# Conneaut 12-20-15



## FishIgo (Apr 21, 2011)

Started out around 9:30 it was a little windy and harbor area was pretty muddy so I moved to the slip/mouth area to find as clear as water as I could . Fished the river and there was nothing so I went back to slip area fished the slip area until about 1;30/200 and wind picked up so bad I had enough finished 12 on 7 in with the final 2 being a double header. Had a lot of pull backs and got off. Orange gold was the color.


----------



## bucketeer (Sep 9, 2009)

With less than ideal conditions, you did well. Congrats!
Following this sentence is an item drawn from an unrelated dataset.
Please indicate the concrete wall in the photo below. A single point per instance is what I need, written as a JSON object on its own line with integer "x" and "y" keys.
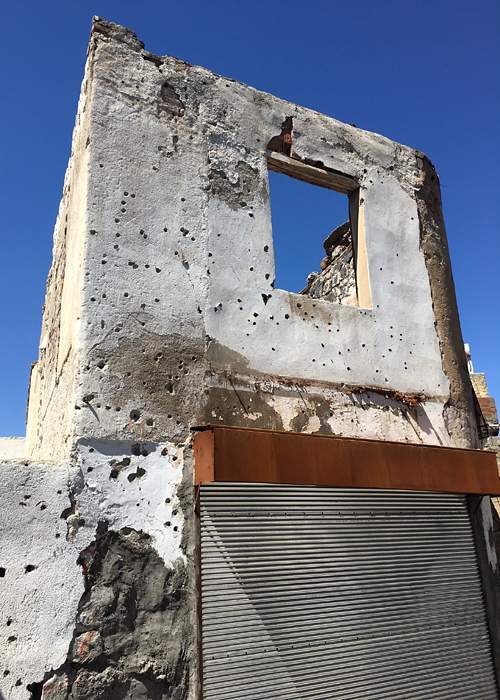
{"x": 161, "y": 314}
If you were fishing alone that was a nice job on the double.


----------



## steelstalker (Nov 29, 2013)

Fishlgo,was wondering if you were running boards,or just flatlining?


----------



## FishIgo (Apr 21, 2011)

When there is someone with me yes but when I'm by myself I generally only use them inside harbor and breakwalls . I can stop , or change directions or fight a fish a lot faster without them . I have a Terovva I pilot that i use in conjuction with my gas motor for better boat control


----------



## y-town (Dec 25, 2004)

FishIgo said:


> Started out around 9:30 it was a little windy and harbor area was pretty muddy so I moved to the slip/mouth area to find as clear as water as I could . Fished the river and there was nothing so I went back to slip area fished the slip area until about 1;30/200 and wind picked up so bad I had enough finished 12 on 7 in with the final 2 being a double header. Had a lot of pull backs and got off. Orange gold was the color.
> View attachment 199400


Are you doing any spring trolling for steelhead ? Any methods you like for this time of year? May be getting out this weekend at conneaut.


----------